This tunneled light adversely affects the reconstruction, as it is comparable to the target emission emanating from the breast tumor, shown by the dashed circle. Note that the strong emission light observed inside the solid circle cannot be attributed to a high concentration of the administered probes inside that region, as is also evident from the front-illumination emission image, Fig. 1d.

The strong presence of the tunneled light in the emission images can significantly degrade the reconstruction in the targeted regions and also give rise to erroneous or inaccurate attribution of fluorescence concentration to tissue regions prone to significant tunneling, such as skin folds or regions of very thin tissue. Thus, there is a need for a method to detect regions of emission light tunneling in tissue, estimate the component of fluorescence from these regions that is attributable to tunneling effects from neighboring tissue, and subtract this component from the acquired emission images prior to tomographic reconstruction in order to yield a more accurate quantification and allocation of fluorescent agent concentration in the targeted regions.

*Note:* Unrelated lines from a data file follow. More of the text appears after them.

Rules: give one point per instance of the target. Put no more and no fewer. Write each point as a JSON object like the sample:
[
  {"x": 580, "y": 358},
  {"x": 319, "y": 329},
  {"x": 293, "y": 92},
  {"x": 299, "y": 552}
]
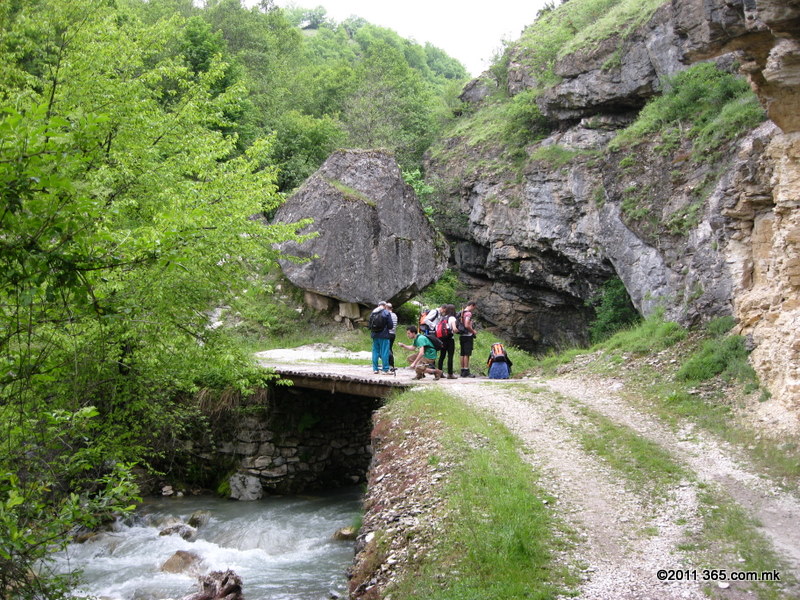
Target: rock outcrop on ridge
[{"x": 696, "y": 239}]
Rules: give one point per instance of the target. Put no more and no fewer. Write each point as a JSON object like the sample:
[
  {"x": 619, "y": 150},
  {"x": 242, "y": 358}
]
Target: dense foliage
[{"x": 137, "y": 140}]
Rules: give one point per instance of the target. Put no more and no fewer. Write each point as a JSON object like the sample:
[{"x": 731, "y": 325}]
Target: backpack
[
  {"x": 436, "y": 342},
  {"x": 498, "y": 353},
  {"x": 443, "y": 329},
  {"x": 499, "y": 370},
  {"x": 460, "y": 329},
  {"x": 422, "y": 316},
  {"x": 377, "y": 321}
]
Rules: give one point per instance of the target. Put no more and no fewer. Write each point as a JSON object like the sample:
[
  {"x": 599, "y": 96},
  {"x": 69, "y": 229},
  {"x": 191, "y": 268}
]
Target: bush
[
  {"x": 726, "y": 357},
  {"x": 613, "y": 309},
  {"x": 652, "y": 334}
]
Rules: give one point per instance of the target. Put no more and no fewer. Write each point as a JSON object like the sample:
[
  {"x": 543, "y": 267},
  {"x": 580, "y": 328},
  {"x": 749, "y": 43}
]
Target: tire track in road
[{"x": 625, "y": 538}]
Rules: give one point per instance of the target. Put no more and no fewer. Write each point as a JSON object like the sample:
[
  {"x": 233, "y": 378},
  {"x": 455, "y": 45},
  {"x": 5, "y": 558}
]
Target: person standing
[
  {"x": 379, "y": 324},
  {"x": 424, "y": 361},
  {"x": 467, "y": 337},
  {"x": 499, "y": 363},
  {"x": 444, "y": 331},
  {"x": 433, "y": 317},
  {"x": 392, "y": 334}
]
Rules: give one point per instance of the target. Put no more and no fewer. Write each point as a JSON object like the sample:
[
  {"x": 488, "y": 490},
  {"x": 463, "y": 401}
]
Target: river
[{"x": 281, "y": 548}]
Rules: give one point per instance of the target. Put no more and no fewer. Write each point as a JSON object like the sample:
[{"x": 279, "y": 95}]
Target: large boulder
[{"x": 374, "y": 241}]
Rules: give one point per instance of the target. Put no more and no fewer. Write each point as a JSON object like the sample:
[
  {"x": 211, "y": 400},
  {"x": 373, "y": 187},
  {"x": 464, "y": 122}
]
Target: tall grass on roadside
[{"x": 500, "y": 538}]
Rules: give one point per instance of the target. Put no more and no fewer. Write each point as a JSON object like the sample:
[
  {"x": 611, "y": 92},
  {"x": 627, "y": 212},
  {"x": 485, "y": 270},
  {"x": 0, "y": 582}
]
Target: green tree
[
  {"x": 392, "y": 106},
  {"x": 125, "y": 209}
]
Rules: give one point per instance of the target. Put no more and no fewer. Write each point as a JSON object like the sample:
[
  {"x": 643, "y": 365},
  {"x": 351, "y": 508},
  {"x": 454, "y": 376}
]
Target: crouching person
[
  {"x": 424, "y": 360},
  {"x": 499, "y": 363}
]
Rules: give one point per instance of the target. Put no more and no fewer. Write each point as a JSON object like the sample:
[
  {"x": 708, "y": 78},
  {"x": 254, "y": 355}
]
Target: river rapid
[{"x": 282, "y": 548}]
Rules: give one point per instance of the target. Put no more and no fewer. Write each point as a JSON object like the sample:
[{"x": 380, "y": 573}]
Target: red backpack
[{"x": 443, "y": 329}]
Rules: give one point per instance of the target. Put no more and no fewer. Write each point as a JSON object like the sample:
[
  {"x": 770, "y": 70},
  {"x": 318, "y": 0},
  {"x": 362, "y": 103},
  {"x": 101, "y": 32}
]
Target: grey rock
[
  {"x": 245, "y": 487},
  {"x": 375, "y": 242}
]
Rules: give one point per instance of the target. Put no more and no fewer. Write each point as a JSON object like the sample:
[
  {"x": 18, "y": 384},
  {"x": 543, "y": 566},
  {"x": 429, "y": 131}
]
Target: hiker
[
  {"x": 499, "y": 363},
  {"x": 467, "y": 336},
  {"x": 379, "y": 323},
  {"x": 424, "y": 360},
  {"x": 392, "y": 334},
  {"x": 431, "y": 320},
  {"x": 445, "y": 329}
]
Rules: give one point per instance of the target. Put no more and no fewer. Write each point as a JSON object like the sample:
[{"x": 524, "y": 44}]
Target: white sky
[{"x": 467, "y": 30}]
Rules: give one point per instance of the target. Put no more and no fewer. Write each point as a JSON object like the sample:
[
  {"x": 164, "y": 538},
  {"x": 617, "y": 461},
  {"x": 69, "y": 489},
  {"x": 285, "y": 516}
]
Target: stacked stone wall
[{"x": 294, "y": 440}]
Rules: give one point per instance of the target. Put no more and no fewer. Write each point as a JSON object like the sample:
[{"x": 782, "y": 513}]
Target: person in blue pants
[{"x": 380, "y": 337}]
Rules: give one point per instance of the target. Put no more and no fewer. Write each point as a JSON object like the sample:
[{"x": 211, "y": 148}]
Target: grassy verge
[
  {"x": 501, "y": 539},
  {"x": 698, "y": 376},
  {"x": 727, "y": 538}
]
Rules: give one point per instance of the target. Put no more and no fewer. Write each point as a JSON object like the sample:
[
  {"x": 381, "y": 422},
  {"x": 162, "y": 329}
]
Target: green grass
[
  {"x": 499, "y": 539},
  {"x": 728, "y": 526},
  {"x": 645, "y": 464},
  {"x": 651, "y": 335}
]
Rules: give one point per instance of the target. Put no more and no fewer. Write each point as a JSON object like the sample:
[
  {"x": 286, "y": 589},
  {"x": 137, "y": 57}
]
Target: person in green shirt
[{"x": 424, "y": 360}]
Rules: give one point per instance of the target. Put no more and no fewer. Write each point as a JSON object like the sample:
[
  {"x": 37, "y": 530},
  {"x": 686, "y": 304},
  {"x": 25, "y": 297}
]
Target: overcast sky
[{"x": 469, "y": 31}]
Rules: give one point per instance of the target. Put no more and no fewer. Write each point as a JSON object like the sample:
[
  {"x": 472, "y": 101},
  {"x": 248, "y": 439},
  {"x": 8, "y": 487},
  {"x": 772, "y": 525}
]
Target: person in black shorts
[{"x": 468, "y": 337}]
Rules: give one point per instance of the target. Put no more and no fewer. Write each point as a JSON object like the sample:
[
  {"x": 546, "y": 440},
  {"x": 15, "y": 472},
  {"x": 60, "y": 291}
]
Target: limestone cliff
[{"x": 536, "y": 232}]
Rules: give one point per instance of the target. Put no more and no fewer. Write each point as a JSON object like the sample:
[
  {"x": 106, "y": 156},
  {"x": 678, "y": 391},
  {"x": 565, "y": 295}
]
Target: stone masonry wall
[{"x": 296, "y": 440}]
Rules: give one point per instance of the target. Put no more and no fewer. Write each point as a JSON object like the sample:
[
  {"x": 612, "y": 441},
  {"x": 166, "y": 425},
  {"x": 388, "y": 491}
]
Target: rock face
[
  {"x": 375, "y": 242},
  {"x": 534, "y": 244}
]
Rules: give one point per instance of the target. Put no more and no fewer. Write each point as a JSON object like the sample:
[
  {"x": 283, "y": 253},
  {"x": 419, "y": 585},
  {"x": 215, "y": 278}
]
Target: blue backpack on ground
[{"x": 499, "y": 370}]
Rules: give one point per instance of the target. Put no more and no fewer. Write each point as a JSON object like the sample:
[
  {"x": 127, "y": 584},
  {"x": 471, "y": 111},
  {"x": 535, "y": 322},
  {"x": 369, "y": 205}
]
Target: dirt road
[{"x": 631, "y": 529}]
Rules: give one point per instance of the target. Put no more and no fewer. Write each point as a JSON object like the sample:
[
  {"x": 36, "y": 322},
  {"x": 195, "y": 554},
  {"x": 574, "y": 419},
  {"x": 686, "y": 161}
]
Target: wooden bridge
[
  {"x": 334, "y": 379},
  {"x": 298, "y": 366}
]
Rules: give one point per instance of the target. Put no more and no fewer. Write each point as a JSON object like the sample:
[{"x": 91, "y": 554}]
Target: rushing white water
[{"x": 281, "y": 548}]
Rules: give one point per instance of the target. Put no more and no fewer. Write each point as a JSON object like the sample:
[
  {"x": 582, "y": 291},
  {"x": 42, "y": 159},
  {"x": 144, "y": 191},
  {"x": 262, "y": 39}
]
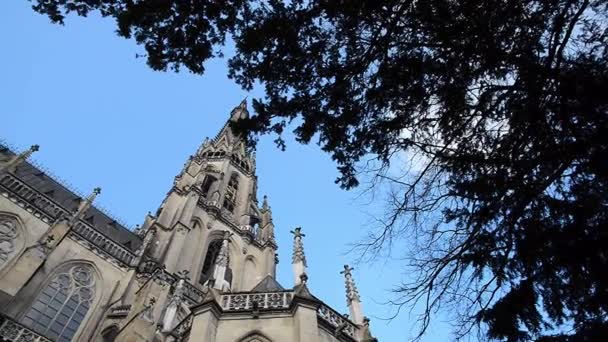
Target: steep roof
[
  {"x": 68, "y": 200},
  {"x": 268, "y": 284}
]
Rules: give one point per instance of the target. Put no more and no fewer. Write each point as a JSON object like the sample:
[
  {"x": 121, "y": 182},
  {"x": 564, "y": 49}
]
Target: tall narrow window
[
  {"x": 62, "y": 305},
  {"x": 212, "y": 252},
  {"x": 231, "y": 191},
  {"x": 110, "y": 334},
  {"x": 206, "y": 187}
]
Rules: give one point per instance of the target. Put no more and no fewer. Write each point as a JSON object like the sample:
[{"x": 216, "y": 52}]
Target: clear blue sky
[{"x": 103, "y": 118}]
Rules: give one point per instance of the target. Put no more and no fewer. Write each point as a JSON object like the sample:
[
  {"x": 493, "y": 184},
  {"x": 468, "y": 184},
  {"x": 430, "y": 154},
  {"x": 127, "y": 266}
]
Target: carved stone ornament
[{"x": 8, "y": 235}]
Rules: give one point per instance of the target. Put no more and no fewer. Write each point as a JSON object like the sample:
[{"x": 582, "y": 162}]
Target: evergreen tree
[{"x": 504, "y": 103}]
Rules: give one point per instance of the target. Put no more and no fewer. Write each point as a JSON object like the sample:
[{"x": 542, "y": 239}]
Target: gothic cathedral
[{"x": 202, "y": 268}]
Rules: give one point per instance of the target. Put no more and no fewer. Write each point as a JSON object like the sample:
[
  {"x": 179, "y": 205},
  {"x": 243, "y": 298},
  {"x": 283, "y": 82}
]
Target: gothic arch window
[
  {"x": 231, "y": 191},
  {"x": 110, "y": 333},
  {"x": 10, "y": 239},
  {"x": 208, "y": 265},
  {"x": 207, "y": 185},
  {"x": 63, "y": 303},
  {"x": 255, "y": 337}
]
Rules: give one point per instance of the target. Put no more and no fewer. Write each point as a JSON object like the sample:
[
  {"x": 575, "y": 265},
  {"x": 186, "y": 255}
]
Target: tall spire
[
  {"x": 298, "y": 259},
  {"x": 352, "y": 296},
  {"x": 18, "y": 159},
  {"x": 240, "y": 111}
]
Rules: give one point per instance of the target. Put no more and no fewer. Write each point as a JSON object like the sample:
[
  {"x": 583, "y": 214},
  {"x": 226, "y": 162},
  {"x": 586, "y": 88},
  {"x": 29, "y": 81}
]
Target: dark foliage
[{"x": 505, "y": 103}]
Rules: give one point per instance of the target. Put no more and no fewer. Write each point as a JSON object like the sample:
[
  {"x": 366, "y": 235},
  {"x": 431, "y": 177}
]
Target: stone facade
[{"x": 202, "y": 268}]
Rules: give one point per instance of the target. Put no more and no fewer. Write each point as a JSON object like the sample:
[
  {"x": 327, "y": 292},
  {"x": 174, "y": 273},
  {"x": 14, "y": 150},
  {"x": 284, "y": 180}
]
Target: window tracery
[
  {"x": 231, "y": 191},
  {"x": 208, "y": 265},
  {"x": 9, "y": 233},
  {"x": 63, "y": 303}
]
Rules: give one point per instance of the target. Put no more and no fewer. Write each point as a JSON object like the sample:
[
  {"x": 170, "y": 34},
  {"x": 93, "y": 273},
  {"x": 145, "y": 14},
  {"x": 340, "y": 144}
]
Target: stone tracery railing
[
  {"x": 48, "y": 211},
  {"x": 104, "y": 243},
  {"x": 336, "y": 320},
  {"x": 30, "y": 199},
  {"x": 13, "y": 331},
  {"x": 264, "y": 301},
  {"x": 182, "y": 330}
]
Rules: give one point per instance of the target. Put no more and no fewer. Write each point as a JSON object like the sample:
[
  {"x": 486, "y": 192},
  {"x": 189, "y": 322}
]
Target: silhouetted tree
[{"x": 503, "y": 104}]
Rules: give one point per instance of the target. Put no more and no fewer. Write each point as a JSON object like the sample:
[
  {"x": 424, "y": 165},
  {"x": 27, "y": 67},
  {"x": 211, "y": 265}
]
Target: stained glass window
[{"x": 62, "y": 305}]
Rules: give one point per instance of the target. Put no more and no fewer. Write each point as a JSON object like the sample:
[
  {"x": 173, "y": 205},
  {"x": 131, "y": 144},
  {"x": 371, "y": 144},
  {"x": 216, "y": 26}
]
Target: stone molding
[
  {"x": 47, "y": 211},
  {"x": 10, "y": 330}
]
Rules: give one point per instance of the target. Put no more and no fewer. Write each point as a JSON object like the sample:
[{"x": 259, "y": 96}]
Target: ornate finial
[
  {"x": 222, "y": 256},
  {"x": 351, "y": 289},
  {"x": 184, "y": 274},
  {"x": 91, "y": 198},
  {"x": 18, "y": 159},
  {"x": 227, "y": 235},
  {"x": 298, "y": 247}
]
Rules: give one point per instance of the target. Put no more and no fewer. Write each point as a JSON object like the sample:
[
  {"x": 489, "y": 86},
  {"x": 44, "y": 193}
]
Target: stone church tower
[{"x": 202, "y": 268}]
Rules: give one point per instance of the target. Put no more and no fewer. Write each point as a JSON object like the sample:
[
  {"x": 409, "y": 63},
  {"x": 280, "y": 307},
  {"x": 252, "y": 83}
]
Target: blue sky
[{"x": 103, "y": 118}]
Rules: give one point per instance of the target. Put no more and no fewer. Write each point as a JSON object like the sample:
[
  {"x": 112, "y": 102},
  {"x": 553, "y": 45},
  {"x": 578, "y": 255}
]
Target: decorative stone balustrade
[
  {"x": 182, "y": 330},
  {"x": 336, "y": 320},
  {"x": 191, "y": 292},
  {"x": 104, "y": 243},
  {"x": 120, "y": 311},
  {"x": 15, "y": 332},
  {"x": 47, "y": 210},
  {"x": 248, "y": 301},
  {"x": 30, "y": 199}
]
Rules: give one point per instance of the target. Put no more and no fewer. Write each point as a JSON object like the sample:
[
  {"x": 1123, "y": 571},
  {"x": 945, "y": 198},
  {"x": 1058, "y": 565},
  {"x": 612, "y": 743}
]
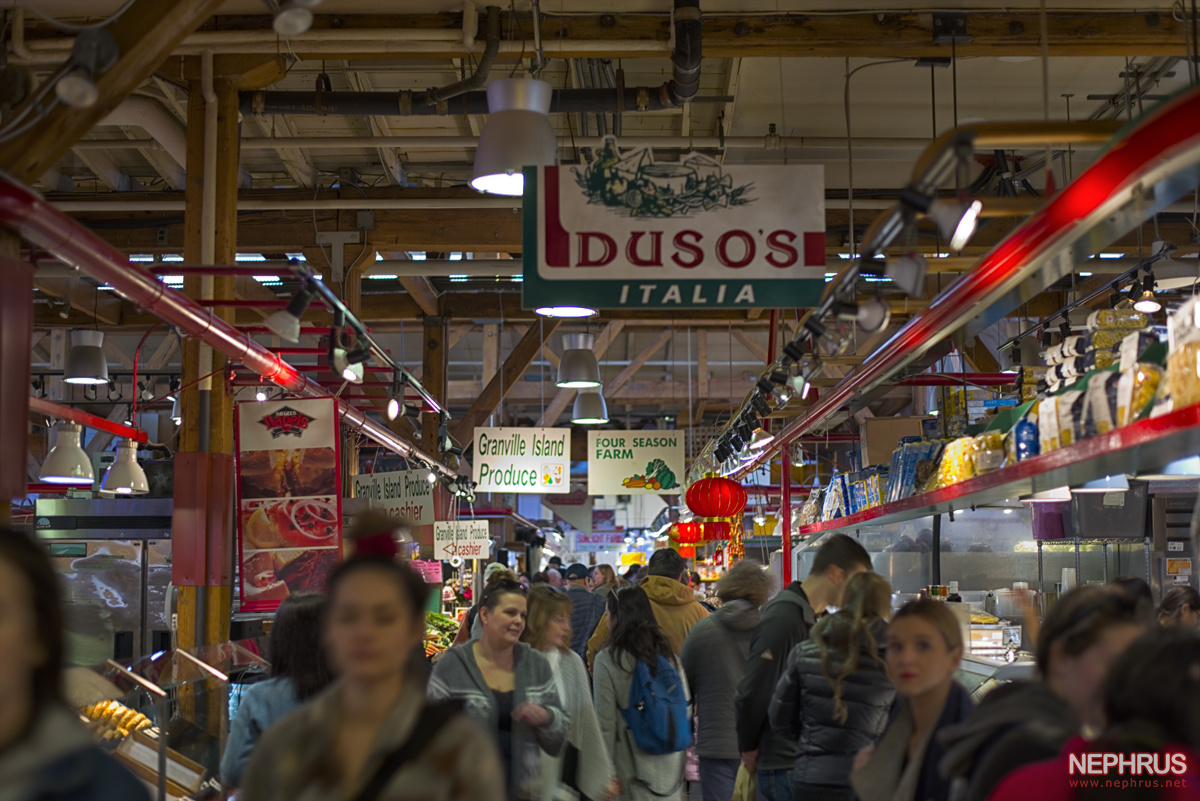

In this paper, we present a new method for reduction of such artifacts induced by the optical heterogeneities of tissue, especially in absorption, using proper identification of emission image regions that evidence tunneling of the emission light, and compensation of emission images for such tunneling. The method preserves the depth localization accuracy of FMT and improves reconstruction in the targeted areas while eliminating spurious components of fluorescence from the acquired dataset. The proposed method consists of two main steps. In the first step, an estimation of the emission image is obtained from the corresponding excitation image using a linear prediction approach. The resultant residual image is composed mainly of components associated with the targeted fluorescent inclusions. In the second step, a coincidence mask is applied to the residual image for further elimination of the spurious components. The coincidence mask is constructed for each image pair and is a spatial map of the areas where “hot spots” occur in both images; characteristic of tunneled components in the emission image.

The proposed method has been verified using various phantom and animal studies. Here, we provide results from two in vivo oncology studies with protease-activatable fluorescent contrast agents: a human colon adenocarcinoma xenograft tumor model with subcutaneous tumors to highlight the benefits of this approach in situations of superficial fluorescent lesions, and a murine breast adenocarcinoma model with aggressive tumor cell metastasis and growth in the lung to demonstrate the benefits of this approach in situations where fluorescence emanates from deeper tissue with starkly different optical properties.

The proposed method is presented in Sec. 2. The in vivo results using the proposed method for compensation of the tunneled light are presented in Sec. 3. In Sec. 4 a discussion regarding the performance of the proposed method is presented. Final conclusions are made in Sec. 5.


Proposed Method for Compensation of Heterogeneity-Induced Artifacts

The method discussed here uses sets of excitation and emission wavelength transillumination images acquired for multiple source-detector projections to derive estimates of the undesirable contribution of light tunneling to genuine fluorescence. The proposed method is developed based on the observation that light in biological tissue at near-infrared excitation and fluorescence wavelengths separated by a Stokes shift in the range of 20to30nm follows strongly correlated patterns of propagation. Statistical investigations, presented in Sec. 4, have been conducted using multiple pairs of excitation and emission images to analyze the level of correlation between the two images for different in vivo models and source locations. Areas of emission light tunneling are accordingly identified based on the strong spatial cross-correlation between the excitation and emission images in regions with significant tunneling.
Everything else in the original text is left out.